Madina, 14/5 (LintasMedan) – Tersangka Penambangan Emas Tanpa Izin (PETI), Akhmad Arjun Nasution (AAN) akan menjalani tuntutan di Pengadilan Negeri Mandailing Natal (Madina) setelah berkasnya diterima kejaksaan. Namun dalam tuntutannya, tersangka didakwa dengan Pasal 161.
Diketahui, Pasal 161 merupakan pasal yang dikenakan untuk penadah, sementara AAN adalah seorang penambang yang seharusnya oleh penyidik dikenakan pasal 158 UU No 3 Tahun 2020, tentang perubahan atas UU No 4 Tahun 2009.
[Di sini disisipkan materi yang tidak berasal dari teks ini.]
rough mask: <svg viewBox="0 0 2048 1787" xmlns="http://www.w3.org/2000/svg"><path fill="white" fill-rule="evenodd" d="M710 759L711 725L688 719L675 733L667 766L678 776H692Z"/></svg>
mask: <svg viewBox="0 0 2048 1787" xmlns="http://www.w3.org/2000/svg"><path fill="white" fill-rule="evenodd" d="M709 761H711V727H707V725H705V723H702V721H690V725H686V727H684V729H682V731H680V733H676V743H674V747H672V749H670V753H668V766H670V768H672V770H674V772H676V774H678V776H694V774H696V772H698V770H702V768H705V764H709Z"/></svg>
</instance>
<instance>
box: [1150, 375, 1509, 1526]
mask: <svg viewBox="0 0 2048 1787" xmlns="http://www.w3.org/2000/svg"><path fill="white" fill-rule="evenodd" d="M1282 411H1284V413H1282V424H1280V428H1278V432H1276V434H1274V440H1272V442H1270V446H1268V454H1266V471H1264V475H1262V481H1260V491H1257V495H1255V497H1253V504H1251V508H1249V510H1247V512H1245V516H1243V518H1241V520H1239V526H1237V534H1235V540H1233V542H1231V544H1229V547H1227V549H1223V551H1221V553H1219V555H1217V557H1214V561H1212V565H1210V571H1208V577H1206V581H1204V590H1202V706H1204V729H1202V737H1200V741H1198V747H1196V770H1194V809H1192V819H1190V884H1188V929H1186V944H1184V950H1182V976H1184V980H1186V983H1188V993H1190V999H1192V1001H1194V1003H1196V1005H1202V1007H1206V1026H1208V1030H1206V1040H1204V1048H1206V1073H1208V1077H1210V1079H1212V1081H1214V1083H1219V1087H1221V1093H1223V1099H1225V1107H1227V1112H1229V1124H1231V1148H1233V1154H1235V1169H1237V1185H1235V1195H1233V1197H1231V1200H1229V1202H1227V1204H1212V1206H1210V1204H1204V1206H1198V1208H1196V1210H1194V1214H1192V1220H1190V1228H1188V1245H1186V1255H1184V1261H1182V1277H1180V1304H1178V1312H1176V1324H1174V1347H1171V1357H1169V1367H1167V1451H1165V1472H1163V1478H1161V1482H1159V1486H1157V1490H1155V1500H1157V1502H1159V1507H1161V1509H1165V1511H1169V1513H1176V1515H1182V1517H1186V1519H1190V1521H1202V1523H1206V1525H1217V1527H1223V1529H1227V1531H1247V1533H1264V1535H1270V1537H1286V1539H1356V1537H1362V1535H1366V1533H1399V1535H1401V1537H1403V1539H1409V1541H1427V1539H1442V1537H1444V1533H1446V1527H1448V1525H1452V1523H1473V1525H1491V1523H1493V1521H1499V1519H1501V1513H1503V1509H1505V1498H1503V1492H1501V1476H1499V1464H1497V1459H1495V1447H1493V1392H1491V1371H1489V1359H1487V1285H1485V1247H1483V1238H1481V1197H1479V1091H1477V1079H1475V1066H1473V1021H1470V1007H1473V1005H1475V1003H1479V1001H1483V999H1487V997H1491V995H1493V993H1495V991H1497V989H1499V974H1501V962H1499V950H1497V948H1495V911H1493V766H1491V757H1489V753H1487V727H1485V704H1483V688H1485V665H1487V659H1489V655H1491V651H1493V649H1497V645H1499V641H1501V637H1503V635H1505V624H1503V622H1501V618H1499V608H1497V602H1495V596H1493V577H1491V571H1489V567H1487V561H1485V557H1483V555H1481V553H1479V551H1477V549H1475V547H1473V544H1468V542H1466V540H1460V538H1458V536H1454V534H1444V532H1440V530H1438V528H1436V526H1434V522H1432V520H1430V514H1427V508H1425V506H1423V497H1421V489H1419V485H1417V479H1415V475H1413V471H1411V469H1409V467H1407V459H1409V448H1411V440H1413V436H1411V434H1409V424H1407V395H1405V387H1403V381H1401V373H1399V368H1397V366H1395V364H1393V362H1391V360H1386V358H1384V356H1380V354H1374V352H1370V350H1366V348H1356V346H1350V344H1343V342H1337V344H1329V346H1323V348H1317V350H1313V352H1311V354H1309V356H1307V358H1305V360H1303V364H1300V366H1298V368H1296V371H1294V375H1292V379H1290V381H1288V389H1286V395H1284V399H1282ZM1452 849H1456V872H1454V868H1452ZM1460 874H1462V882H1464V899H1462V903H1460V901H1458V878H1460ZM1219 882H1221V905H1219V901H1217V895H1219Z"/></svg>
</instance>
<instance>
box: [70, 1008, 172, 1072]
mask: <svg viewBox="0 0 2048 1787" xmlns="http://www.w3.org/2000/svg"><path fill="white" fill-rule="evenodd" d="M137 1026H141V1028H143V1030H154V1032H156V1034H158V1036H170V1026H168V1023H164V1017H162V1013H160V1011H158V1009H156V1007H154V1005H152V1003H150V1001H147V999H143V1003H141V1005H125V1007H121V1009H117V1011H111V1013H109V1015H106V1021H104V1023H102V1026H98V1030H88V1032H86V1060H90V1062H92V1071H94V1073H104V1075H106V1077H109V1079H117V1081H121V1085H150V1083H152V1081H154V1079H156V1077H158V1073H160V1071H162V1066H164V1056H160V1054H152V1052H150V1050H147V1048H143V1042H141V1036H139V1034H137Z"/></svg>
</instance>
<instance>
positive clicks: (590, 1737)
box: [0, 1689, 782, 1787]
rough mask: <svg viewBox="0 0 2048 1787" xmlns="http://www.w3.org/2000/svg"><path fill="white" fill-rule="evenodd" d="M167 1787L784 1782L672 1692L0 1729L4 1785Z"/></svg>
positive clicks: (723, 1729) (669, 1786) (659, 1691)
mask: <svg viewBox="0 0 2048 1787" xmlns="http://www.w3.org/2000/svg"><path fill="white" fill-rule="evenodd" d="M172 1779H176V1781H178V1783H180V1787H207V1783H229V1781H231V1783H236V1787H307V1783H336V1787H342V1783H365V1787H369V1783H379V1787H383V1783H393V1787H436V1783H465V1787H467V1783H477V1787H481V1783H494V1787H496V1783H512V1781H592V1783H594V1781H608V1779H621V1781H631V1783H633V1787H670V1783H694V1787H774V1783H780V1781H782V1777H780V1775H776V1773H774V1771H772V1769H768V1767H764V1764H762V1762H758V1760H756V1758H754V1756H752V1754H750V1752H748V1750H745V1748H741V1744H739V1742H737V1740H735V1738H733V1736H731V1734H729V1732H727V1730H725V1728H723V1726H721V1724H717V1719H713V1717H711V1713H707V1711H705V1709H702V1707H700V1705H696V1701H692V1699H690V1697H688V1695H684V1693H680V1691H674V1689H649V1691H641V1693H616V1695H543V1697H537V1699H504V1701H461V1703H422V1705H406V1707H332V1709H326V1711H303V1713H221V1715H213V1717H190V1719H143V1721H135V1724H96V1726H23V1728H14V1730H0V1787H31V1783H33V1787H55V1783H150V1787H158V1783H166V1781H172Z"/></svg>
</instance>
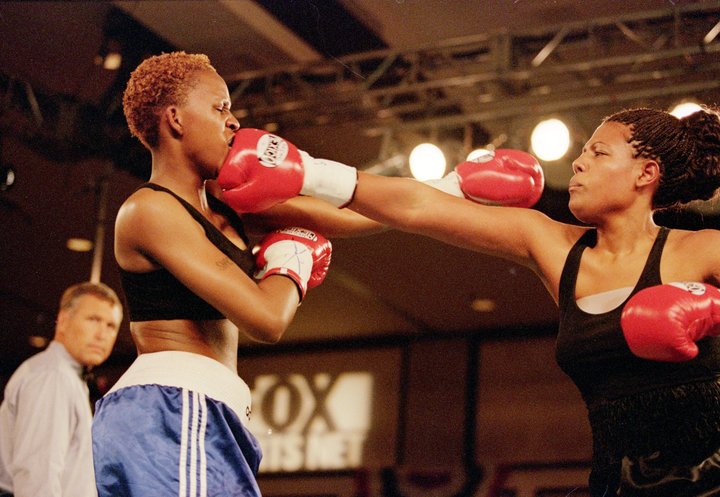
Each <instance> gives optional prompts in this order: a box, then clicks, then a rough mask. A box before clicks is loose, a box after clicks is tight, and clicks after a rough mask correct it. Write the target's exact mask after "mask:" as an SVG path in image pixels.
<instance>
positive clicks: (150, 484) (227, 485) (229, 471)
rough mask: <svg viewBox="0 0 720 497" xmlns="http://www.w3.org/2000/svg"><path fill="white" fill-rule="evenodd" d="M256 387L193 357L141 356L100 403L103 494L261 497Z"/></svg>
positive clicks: (101, 400)
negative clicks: (251, 397) (252, 420)
mask: <svg viewBox="0 0 720 497" xmlns="http://www.w3.org/2000/svg"><path fill="white" fill-rule="evenodd" d="M250 400H251V399H250V389H249V388H248V386H247V385H246V384H245V382H244V381H243V380H242V379H241V378H240V377H239V376H238V375H237V374H234V373H233V372H232V371H230V370H229V369H228V368H227V367H225V366H223V365H222V364H220V363H219V362H217V361H215V360H213V359H210V358H208V357H205V356H201V355H198V354H192V353H188V352H175V351H168V352H155V353H152V354H141V355H140V356H138V358H137V359H136V360H135V362H133V364H132V365H131V366H130V368H129V369H128V370H127V371H126V372H125V374H123V376H122V377H121V378H120V380H118V382H117V383H116V384H115V385H114V386H113V388H112V389H111V390H110V392H108V393H107V394H106V395H105V396H104V397H103V398H102V399H100V400H99V401H98V402H97V404H96V409H95V417H94V419H93V428H92V437H93V460H94V464H95V480H96V482H97V487H98V495H99V497H111V496H112V497H116V496H123V497H141V496H142V497H147V496H153V497H171V496H172V497H219V496H223V497H225V496H238V497H239V496H242V497H260V490H259V489H258V486H257V482H256V479H255V475H256V474H257V470H258V466H259V465H260V459H261V457H262V452H261V450H260V445H259V444H258V442H257V440H256V439H255V437H253V435H252V434H251V433H250V432H249V431H248V430H247V428H246V426H245V423H246V422H247V420H248V418H249V416H250Z"/></svg>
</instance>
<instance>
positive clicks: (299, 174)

Terkait pasal dakwaan, memuncul dugaan ada keterkaitannya dengan barang bukti excavator yang hingga saat ini belum bisa dihadirkan oleh penyidik Polda Sumut.
Praktisi hukum Rediyanto Sidi Jambak, mengatakan seharusnya pihak penyidik sudah mengantisipasi hal ini. Barang bukti-barang bukti yang dijadikan awal mula penyelidikan seharusnya tidak boleh dititip rawat atau dipinjampakaikan.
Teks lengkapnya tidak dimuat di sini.